Postgres at Scale
Clustered Postgres for production workloads

A primary-replica PostgreSQL 18 cluster with streaming replication, read-routed pooling, and partition-aware storage. Built for workloads that have outgrown a single node — millions of rows per table, thousands of concurrent connections, and read traffic that should never wait on a write.

Architecture

Every cluster is provisioned as one writable primary plus N hot-standby replicas, kept in sync via native PostgreSQL streaming replication (wal_level=replica, synchronous_commit=on for the first standby, asynchronous beyond that). A pooler in front of the cluster terminates client connections, multiplexes them onto a small pool of backend sessions, and routes traffic by intent: writes and SELECT … FOR UPDATE go to the primary, read-only transactions are pinned to the nearest replica.

# Primary endpoint — accepts reads + writes
DATABASE_URL=postgres://u_9f2x:pw@primary.cluster.nyas.io:5432/app?sslmode=require

# Replica endpoint — load-balanced across hot standbys
DATABASE_REPLICA_URL=postgres://u_9f2x:pw@replica.cluster.nyas.io:5432/app?sslmode=require&target_session_attrs=read-only

# Pooler endpoint — transaction-mode pooling, ~10k client conns -> ~200 backends
DATABASE_POOL_URL=postgres://u_9f2x:pw@pool.cluster.nyas.io:6432/app?sslmode=require
// Node.js — split reads from writes at the driver level
import postgres from 'postgres'

const writer = postgres(process.env.DATABASE_URL,    { max: 20 })
const reader = postgres(process.env.DATABASE_REPLICA_URL, { max: 80 })

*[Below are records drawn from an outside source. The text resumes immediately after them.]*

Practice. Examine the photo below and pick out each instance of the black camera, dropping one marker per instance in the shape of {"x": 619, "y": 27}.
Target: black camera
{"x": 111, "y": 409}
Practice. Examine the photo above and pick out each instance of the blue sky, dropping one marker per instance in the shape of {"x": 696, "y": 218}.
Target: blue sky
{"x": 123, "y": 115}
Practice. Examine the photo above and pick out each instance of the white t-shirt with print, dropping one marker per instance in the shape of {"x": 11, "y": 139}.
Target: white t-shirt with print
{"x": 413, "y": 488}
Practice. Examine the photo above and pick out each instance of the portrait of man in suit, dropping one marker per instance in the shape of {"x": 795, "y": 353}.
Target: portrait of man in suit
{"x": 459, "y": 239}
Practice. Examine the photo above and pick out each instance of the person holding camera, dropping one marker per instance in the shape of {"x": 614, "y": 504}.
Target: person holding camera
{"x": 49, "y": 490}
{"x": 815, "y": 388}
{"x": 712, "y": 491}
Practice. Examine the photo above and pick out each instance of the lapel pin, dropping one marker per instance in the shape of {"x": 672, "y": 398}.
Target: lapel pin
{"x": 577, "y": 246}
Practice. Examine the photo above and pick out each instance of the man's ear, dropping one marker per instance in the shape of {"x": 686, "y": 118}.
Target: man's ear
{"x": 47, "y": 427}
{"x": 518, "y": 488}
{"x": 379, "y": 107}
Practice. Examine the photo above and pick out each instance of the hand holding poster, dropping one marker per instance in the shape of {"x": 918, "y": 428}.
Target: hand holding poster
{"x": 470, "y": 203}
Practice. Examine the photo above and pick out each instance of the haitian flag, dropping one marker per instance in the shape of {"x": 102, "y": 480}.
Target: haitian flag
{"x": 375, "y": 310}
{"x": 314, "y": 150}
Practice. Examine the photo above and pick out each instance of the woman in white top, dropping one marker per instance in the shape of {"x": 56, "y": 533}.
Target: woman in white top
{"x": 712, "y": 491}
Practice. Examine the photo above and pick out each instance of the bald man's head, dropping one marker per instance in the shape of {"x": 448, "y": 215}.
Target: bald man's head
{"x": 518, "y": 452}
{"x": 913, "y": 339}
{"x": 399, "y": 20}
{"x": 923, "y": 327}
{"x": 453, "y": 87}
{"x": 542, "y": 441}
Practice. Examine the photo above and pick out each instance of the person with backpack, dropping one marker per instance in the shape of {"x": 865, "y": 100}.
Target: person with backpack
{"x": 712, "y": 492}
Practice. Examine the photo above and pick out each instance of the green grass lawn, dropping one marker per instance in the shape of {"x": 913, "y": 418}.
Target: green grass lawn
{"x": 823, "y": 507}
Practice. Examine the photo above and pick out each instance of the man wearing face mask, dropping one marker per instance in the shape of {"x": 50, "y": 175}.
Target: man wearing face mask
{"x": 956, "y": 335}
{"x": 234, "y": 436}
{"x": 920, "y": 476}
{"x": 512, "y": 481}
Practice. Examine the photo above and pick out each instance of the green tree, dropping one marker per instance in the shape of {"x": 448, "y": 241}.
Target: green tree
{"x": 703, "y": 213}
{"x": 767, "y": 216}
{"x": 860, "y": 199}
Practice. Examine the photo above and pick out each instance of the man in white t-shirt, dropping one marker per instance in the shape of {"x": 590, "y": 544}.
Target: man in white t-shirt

// hot path: feed listings off replicas, keep the primary for mutations
export async function listOrders(userId) {
  return reader`SELECT id, total, status FROM orders WHERE user_id = ${userId}`
}

export async function placeOrder(o) {
  return writer`INSERT INTO orders ${writer(o)} RETURNING id`
}
psql "postgres://u_9f2x:pw@primary.cluster.nyas.io:5432/app?sslmode=require"

-- Inspect replication lag from the primary
SELECT application_name,
       client_addr,
       state,
       pg_wal_lsn_diff(pg_current_wal_lsn(), replay_lsn) AS lag_bytes
FROM pg_stat_replication;

Scaling primitives

  • Streaming replication with physical WAL shipping. Synchronous on the first standby for durability, asynchronous fan-out to the rest for read capacity. Sub-second replay lag under steady-state load.
  • Read replicas exposed behind a single load-balanced hostname. Add or remove replicas without changing application config.
  • Transaction-mode connection pooling in front of every node. Compresses 10,000+ client sockets onto a few hundred backend processes — the difference between too many connections and a healthy cluster at peak.
  • Declarative partitioning (PARTITION BY RANGE / LIST / HASH) with automated partition rotation. Time-series tables stay query-fast as they cross the billion-row mark.
  • Logical replication slots (pgoutput, wal2json) for CDC into Kafka, ClickHouse, or downstream services without bolted-on triggers.
  • Point-in-time recovery with continuous WAL archival to object storage. Restore to any second within the retention window.
  • Automated failover driven by a consensus-based controller. The pooler reroutes writes to the new primary on the order of seconds; in-flight read transactions on healthy standbys are unaffected.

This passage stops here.